Your service is useless for developers - just tell us the truth

it’s fine that it’s slow,(GPT “turbo”) but at least go out and declare to everyone that you are intentionally delaying the API.
After reading here a lot (Chat GPT's API is significantly slower than the website with GPT Plus)

I realized everyone here is in the same boat, 10-60 seconds delay time, sometimes it won’t even respond causing timeout to our servers, while when using it online in your website we have literally 0 seconds delay (the typing effect of the bot is just a UX thing, and there is literally 0 delay).
Don’t want developers to have your abilities? understandable. But.

Sam Altman, if you only want us to use your API in order to learn about your product, be honest and say it, many people here raised money based on your API, and if you have no real intention to allow them to pay and get a proper speed, ALL THE TIME CONSTANTLY, then just say it so they move to another LLM. ( we are already moving, as well as multiple founders we know with $10M+)

Sometimes having 2 seconds and other time 80s, is not fair, since we counted on the 2s, and don’t even get this.
Not even mentioning this or write about this in the docs, or reply here, to the thousands of developers, is not OK.


I am the same. Recently, API is too laggy and too laggy. The delay is significant, usually lasting several seconds or more. I don’t know what’s going on? Solve Ha

1 Like

It’s fair to be upset with the downtimes and service issues. Although the typing effect is not just visual. GPT itself outputs one token at a time.

If you are not using stream=true then you are waiting for the complete response which will add to your delay.

Are you also using a retry/backoff library?
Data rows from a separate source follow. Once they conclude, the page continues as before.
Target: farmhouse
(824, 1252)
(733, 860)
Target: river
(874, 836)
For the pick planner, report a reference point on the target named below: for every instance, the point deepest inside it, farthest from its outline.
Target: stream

It’s fair to complain and demand better service but in the meantime there are solutions to make the experience better for the end user.

Where there’s a problem, there’s an opportunity. Yinyang baby

For example, a typing indicator for a bot. Let’s be real. Before GPT you, or someone else would have to spend way more time to formulate and write up a response. A couple seconds - even a minute is still blazingly fast compared to humans.

1 Like

I expect that the latency will decrease over time, right now, most of it is a factor of high server load, so as we scale up in the next few months, we will be better at this! Thanks for being patient and hanging in there, the demand is truly unprecedented so it’s a very difficult problem to solve.


You should contact sales for dedicated machines if so much money is involved.

Well, we are just getting an sql respond, we send 200 tokens and receive 40, the stream does not help.
It is ok that its not working, they do not owe us anything, but it is not so moral because it seems that they CAN provide a super fast experience ( the same prompt takes 0.5 seconds on their website all the time).

What they probably do, as I know Sam, is to use us to develop their product, they have no real intention that any of you will build something they can’t, the API money is nothing.

Better of to just say - hey - the service cost 1$ per request, and I will take it.
But to play with everyone, invite them to the party, provide them food, then close the gate and say “food is not enough”, is not so nice.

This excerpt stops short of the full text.